An Optimization Algorithm for Multipath Parallel Allocation for Service Resource in the Simulation Task Workflow

1PLA University of Science & Technology, Nanjing 210007, China
2Nanjing Artillery Academy, Nanjing 210110, China

Received 9 October 2013; Accepted 25 November 2013; Published 12 May 2014

Academic Editors: W. Sun, G. Zhang, and J. Zhou

Copyright © 2014 Zhiteng Wang et al.
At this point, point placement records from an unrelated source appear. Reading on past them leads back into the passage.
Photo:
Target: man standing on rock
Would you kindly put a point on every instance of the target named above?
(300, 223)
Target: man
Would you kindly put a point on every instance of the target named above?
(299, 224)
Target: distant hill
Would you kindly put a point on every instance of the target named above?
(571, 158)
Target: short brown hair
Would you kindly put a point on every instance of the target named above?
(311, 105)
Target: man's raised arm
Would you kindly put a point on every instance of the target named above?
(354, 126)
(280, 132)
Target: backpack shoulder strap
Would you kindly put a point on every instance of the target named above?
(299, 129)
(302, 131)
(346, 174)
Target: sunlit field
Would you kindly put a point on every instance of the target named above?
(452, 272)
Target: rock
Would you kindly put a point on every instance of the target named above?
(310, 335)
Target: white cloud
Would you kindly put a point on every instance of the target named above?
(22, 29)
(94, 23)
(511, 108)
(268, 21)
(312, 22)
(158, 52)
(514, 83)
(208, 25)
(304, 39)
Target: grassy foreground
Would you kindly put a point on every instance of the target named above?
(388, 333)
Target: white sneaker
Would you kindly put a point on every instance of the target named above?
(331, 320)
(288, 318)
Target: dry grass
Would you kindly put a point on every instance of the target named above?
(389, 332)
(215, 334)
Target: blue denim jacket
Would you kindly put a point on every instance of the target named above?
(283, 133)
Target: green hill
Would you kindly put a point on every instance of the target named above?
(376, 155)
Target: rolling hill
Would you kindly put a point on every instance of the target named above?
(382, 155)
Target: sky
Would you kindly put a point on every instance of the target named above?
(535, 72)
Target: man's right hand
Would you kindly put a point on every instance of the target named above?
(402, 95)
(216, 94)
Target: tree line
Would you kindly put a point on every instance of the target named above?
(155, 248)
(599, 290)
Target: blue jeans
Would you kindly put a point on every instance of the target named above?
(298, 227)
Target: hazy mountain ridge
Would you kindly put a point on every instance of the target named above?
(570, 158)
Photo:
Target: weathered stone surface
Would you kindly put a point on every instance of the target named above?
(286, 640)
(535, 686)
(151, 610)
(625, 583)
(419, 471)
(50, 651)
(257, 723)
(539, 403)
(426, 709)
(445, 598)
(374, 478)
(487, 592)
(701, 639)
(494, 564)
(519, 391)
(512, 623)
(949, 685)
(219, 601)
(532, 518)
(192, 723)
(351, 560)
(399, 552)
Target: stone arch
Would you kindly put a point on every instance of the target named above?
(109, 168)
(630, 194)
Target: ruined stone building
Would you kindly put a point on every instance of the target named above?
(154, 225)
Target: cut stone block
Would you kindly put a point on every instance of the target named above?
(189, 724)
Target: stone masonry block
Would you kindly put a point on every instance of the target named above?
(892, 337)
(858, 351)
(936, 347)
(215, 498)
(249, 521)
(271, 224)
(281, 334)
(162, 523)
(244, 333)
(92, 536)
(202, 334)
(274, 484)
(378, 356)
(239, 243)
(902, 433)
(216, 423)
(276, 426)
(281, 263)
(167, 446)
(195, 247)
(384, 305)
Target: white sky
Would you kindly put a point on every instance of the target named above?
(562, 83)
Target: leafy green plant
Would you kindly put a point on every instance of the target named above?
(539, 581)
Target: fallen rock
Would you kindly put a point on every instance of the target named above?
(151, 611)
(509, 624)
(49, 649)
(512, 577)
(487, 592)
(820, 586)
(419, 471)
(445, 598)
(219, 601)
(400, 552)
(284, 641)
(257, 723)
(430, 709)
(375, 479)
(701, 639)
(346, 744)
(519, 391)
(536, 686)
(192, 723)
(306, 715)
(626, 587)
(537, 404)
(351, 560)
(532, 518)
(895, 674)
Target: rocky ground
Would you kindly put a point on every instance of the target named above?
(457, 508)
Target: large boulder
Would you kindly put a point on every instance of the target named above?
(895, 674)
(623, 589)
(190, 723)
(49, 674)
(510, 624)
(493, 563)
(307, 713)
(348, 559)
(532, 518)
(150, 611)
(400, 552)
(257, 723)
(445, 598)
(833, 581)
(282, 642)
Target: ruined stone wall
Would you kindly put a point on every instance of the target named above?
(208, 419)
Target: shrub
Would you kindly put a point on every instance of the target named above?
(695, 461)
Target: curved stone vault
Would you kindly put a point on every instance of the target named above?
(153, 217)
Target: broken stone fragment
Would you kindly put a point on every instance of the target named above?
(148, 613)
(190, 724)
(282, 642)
This is an open access article distributed under the Creative Commons Attribution License, which permits unrestricted use, distribution, and reproduction in any medium, provided the original work is properly cited.

Abstract

Service oriented modeling and simulation are hot issues in the field of modeling and simulation, and there is need to call service resources when simulation task workflow is running. How to optimize the service resource allocation to ensure that the task is complete effectively is an important issue in this area. In military modeling and simulation field, it is important to improve the probability of success and timeliness in simulation task workflow. Therefore, this paper proposes an optimization algorithm for multipath service resource parallel allocation, in which multipath service resource parallel allocation model is built and multiple chains coding scheme quantum optimization algorithm is used for optimization and solution. The multiple chains coding scheme quantum optimization algorithm is to extend parallel search space to improve search efficiency. Through the simulation experiment, this paper investigates the effect for the probability of success in simulation task workflow from different optimization algorithm, service allocation strategy, and path number, and the simulation result shows that the optimization algorithm for multipath service resource parallel allocation is an effective method to improve the probability of success and timeliness in simulation task workflow.